空いていた窓際の席で向かい、帽子とゴーグルと手袋を取って、私は席についた。
窓から見えるゲレンデを見ると、ゴーグルから解放された白い光が眩しくて、まともに目を開けられなかった。
「雪ってきれいだね」
そう言いながら視線を戻すと、彼はヘルメットやゴーグルを着けたままこっちを見て佇んでいた。
「どうしたの? あっ、私、なんか変?」
散々転がったから、どこか変に雪がついてるだろうか。
あ、絶対髪型傾いてる。
私が必死に髪を触っていると、彼は慌てたように手をふった。
「いえっ、全然、おかしくないです。
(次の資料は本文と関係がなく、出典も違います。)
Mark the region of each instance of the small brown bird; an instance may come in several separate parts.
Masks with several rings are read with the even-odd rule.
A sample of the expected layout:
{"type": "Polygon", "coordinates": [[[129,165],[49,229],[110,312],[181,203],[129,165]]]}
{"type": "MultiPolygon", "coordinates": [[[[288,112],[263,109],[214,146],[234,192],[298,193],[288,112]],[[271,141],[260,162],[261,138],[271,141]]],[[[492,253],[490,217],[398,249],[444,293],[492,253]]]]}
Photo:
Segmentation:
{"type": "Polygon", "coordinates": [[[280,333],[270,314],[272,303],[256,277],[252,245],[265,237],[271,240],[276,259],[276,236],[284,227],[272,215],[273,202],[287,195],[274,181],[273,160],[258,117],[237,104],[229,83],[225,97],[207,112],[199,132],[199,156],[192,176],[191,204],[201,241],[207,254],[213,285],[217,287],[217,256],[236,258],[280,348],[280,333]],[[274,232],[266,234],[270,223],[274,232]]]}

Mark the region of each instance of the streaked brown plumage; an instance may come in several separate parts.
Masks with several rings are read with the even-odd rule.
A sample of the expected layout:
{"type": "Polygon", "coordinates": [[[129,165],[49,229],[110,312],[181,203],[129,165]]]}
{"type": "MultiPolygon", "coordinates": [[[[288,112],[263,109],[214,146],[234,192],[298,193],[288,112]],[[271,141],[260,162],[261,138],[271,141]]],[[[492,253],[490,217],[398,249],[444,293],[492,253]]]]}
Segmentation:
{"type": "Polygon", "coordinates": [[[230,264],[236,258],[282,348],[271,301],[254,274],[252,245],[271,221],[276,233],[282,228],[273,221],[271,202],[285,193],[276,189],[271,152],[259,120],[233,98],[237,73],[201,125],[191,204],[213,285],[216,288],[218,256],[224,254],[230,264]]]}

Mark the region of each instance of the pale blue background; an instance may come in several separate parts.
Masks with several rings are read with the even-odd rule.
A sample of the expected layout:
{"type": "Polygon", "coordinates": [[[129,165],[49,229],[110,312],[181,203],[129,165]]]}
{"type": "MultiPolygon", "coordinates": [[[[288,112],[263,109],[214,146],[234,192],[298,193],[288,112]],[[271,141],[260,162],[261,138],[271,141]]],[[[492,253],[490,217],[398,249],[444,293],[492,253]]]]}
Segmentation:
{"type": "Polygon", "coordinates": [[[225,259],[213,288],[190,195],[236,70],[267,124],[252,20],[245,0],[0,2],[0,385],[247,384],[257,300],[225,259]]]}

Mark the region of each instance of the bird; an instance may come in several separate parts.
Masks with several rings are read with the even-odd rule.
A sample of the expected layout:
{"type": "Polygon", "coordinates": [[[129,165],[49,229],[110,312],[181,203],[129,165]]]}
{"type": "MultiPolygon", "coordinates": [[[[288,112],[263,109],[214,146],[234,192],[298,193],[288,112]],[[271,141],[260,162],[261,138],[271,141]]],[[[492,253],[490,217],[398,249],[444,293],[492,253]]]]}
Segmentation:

すいません」
そう言って彼は、ヘルメットを脱ぎ、ゴーグルを外した。
頭まで覆っていたマスクも外し、ウエアも脱いで、彼は私の前に腰をおろした。
二時間ほど行動を共にしたが、素顔を見たのはこれが初めてだった。
ココアを啜り、息をつくと、彼はゲレンデを滑降する人をながめているようだった。
ウエアでわからなかったが、やはり彼はまだ線が細い。
マスクで乱れた黒い短髪は、やんちゃそうで可愛らしかった。